Bi-directional drug interactions
Atazanavir
Clarithromycin and atazanavir are substrates and inhibitors of the isoenzyme CYP3A. There is evidence of bi-directional interaction of these drugs. The combined use of clarithromycin (500 mg twice daily) and atazanavir (400 mg daily) may lead to an increase AUC atazanavir by 28%, 2-fold increase AUC clarithromycin, decrease AUC 14-OH-clarithromycin by 70%. Due to the wide therapeutic range of clarithromycin in patients with normal renal function, dose reduction is not required.In patients with moderate renal failure (CK 30-60 ml / min), the dose of clarithromycin should be reduced by 50%. Clarithromycin in doses exceeding 1000 mg per day, can not be used in conjunction with protease inhibitors.
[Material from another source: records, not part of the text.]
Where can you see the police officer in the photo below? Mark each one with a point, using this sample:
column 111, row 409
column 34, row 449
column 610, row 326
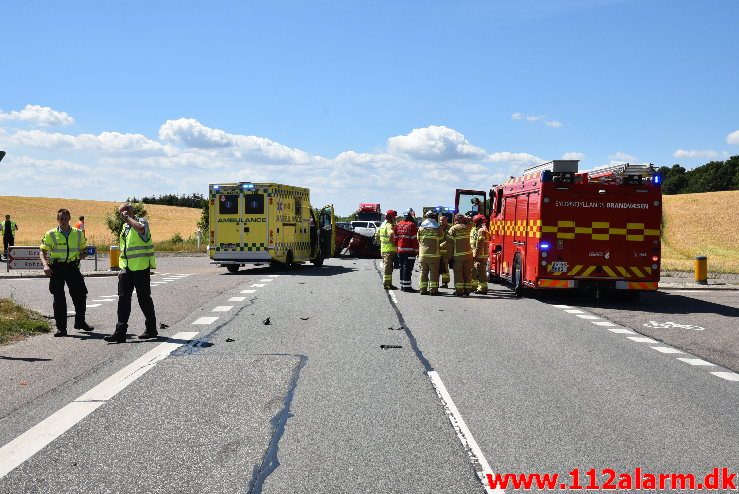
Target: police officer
column 8, row 228
column 461, row 252
column 444, row 227
column 428, row 242
column 136, row 260
column 61, row 250
column 406, row 242
column 479, row 241
column 386, row 236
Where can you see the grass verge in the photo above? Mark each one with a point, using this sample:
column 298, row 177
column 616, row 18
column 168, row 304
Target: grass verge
column 17, row 322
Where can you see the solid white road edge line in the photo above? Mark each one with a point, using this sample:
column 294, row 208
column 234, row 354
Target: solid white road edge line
column 474, row 452
column 23, row 447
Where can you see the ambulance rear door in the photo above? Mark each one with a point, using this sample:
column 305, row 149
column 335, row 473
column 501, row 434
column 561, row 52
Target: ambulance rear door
column 227, row 226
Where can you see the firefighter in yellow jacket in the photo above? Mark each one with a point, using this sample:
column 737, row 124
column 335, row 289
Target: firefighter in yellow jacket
column 480, row 247
column 386, row 236
column 61, row 251
column 444, row 227
column 461, row 253
column 428, row 242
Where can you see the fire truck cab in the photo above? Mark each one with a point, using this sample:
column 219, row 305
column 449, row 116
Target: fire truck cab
column 555, row 227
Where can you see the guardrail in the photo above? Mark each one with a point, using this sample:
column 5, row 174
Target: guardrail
column 23, row 257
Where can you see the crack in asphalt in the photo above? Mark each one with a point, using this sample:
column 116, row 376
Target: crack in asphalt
column 270, row 461
column 411, row 337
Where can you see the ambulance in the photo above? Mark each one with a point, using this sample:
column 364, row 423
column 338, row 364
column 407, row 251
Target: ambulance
column 253, row 223
column 558, row 228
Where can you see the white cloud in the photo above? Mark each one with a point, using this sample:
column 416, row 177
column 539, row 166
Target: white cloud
column 706, row 153
column 573, row 155
column 41, row 115
column 419, row 168
column 518, row 116
column 434, row 143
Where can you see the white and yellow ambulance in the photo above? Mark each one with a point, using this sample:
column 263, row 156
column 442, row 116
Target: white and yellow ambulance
column 267, row 222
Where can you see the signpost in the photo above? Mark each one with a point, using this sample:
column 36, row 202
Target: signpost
column 24, row 258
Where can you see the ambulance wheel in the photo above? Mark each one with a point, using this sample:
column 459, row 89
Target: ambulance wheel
column 517, row 278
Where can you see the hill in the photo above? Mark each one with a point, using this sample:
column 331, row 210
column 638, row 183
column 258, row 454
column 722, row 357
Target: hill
column 35, row 215
column 701, row 224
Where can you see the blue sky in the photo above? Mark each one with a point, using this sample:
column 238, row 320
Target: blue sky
column 363, row 101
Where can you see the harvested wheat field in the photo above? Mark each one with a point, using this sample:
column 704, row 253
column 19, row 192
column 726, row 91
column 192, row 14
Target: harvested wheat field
column 701, row 224
column 35, row 215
Blocks of "slow" calcium channels
With the simultaneous use of clarithromycin and blockers of "slow" calcium channels, which are metabolized by the isoenzyme CYP3A4 (e.g., verapamil, amlodipine, diltiazem), you should be careful, since there is a risk of arterial hypotension. Plasma concentrations of clarithromycin, as well as blockers of "slow" calcium channels, can increase with simultaneous application. Arterial hypotension, bradyarrhythmia and lactic acidosis are possible with concurrent administration of clarithromycin and verapamil.
Itraconazole
Clarithromycin and itraconazole are substrates and inhibitors of the isoenzyme CYP3A, which determines the bi-directional interaction of drugs. Clarithromycin can increase the concentration of itraconazole in the blood plasma, while itraconazole can increase the plasma concentration of clarithromycin. Patients simultaneously taking itraconazole and clarithromycin, should be carefully examined for signs of increased or prolonged pharmacological effects of these drugs.
Saquinavir
Clarithromycin and saquinavir are substrates and inhibitors of the isoenzyme CYP3A, which determines the bi-directional interaction of drugs. Simultaneous use of clarithromycin (500 mg twice daily) and saquinavir (in soft gelatin capsules, 1200 mg three times a day) in 12 healthy volunteers caused an increase AUC and Cmax saquinavir by 177% and 187%, respectively, compared with the administration of saquinavir alone. Value AUC and Cmax clarithromycin were approximately 40% higher than with monotherapy with clarithromycin. When these two drugs are used together for a limited time in the doses / formulations mentioned above, dose adjustment is not required. The results of a study of drug interactions using saquinavir in soft gelatin capsules may not correspond to the effects observed with saquinavir in hard gelatin capsules. The results of the study of drug interactions with saquinavir monotherapy may not correspond to the effects observed with saquinavir / ritonavir therapy.When taking saquinavir together with ritonavir, the potential effect of ritonavir on clarithromycin.